Determining the enzymatic function of Cj1319 is a key piece of information that will aid greatly in determining which glycosylation pathway(s) this enzyme functions within. We assessed its activity on GDP-manno-heptose to determine if it has a role in capsular heptose modification or if it shares the said precursor of this pathway. Additionally, we tested its activity on GDP-mannose, as there is functional similarity between heptose and hexose modifying enzymes. We controlled positively for its activity using GDP-GlcNAc which was described as the substrate of Cj1319 within the in vitro legionaminic acid synthesis pathway (Schoenhofen et al., 2009).
2) To show legionaminic acid decorates WT flagellins and investigate its presence in the cj1319::CAT mutant to determine if Cj1319 is involved in legionaminic acid synthesis.
Here we address the controversial role of Cj1319 in legionaminic acid synthesis through mass spectrometry analysis of flagellin glycopeptides from the WT, a cj1319::CAT mutant, and its complemented strain. Since limited flagellin glycopeptide data was available for our strain of interest at the onset of our work and legionaminic acid was only implied but not demonstrated to glycosylate the flagellins of C. jejuni, we performed a comprehensive flagellin glycopeptide analysis using LC-HCD-MS2 with an emphasis on determining the presence of legionaminic acid on the flagellins of our strains.
3) To determine phenotypes associated with the cj1319::CAT mutant to shed light on its biological activity.

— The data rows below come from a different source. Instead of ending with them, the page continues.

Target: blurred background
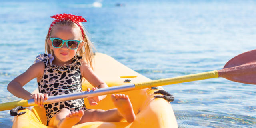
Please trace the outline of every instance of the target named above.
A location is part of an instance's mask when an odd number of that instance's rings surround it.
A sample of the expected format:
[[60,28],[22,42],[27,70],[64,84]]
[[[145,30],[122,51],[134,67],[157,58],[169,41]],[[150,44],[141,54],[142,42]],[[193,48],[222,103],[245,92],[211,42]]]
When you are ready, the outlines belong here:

In order to understand the importance of Cj1319 and the role of the glycosylation pathway this enzyme may participate in on C. jejuni and on its interactions with host cells, we examined the composition of the capsule and LOS of cj1319::CAT mutant, in addition to this mutant’s glycoprotein profile compared to WT. We further investigated functions of C. jejuni that are affected by glycosylated structures including motility. In addition, we studied the interaction of the WT and our mutant strain with several eukaryotic cells. Lastly, we examined the role of Cj1319 in vivo, specifically in chicken colonization and infection in an insect model.
Chapter 3, section 3.5 aims to identify a novel glycoprotein from H. pylori NCTC 11637 that is modified by a Lewis O-antigen. We hypothesize that H. pylori synthesizes the O- antigen Ley for protein glycosylation, specifically for outer membrane proteins which can interact with the host, in addition to incorporation into its LPS. For this we have three specific objectives:
1) To isolate Ley-modified peptide candidates from outer membranes.

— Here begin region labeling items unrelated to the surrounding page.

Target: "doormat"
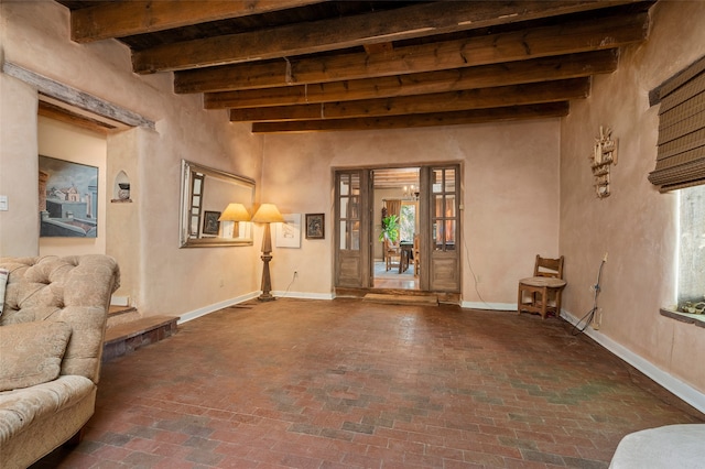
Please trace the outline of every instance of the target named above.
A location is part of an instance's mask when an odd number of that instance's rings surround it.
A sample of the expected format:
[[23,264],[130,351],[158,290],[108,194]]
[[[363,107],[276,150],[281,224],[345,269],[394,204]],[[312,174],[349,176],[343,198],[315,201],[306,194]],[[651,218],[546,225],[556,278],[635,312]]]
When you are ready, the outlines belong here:
[[395,295],[389,293],[368,293],[362,298],[365,302],[386,303],[388,305],[425,305],[437,306],[436,295]]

Previous preliminary data from our laboratory indicates that at least one Ley- modified protein is found in the outer membrane. Since the outer membrane proteins copurify with LPS by ultracentrifugation during cell fractionation, we trypsinolyzed the outer membranes to release soluble peptides and glycopeptides into the supernatant. These peptides were passaged through a fucose binding lectin column to enrich for Ley containing peptides.
2) To analyze glycopeptides by mass spectrometry for the Ley modification.
In order to identify the Ley-modified protein, we analyzed the peptide samples with LC-HCD-MS2. Upon identification of the glycopeptide, we continued to analyze the sample with LC-CID/ETD-MS2 in order to map the glycosylation site(s).
3) To verify Ley-modified glycoproteins identified by mass spectrometry through
knockout mutagenesis and Western blot analysis using anti-Ley.
To verify that the glycoprotein identified in objective 2 is the Ley-modified protein candidate observed in our preliminary data, we constructed a knockout mutant of the gene encoding the glycoprotein identified. Anti-Ley Western blot was used to verify that the Ley glycoprotein candidate originally found in the WT is not present in the mutant.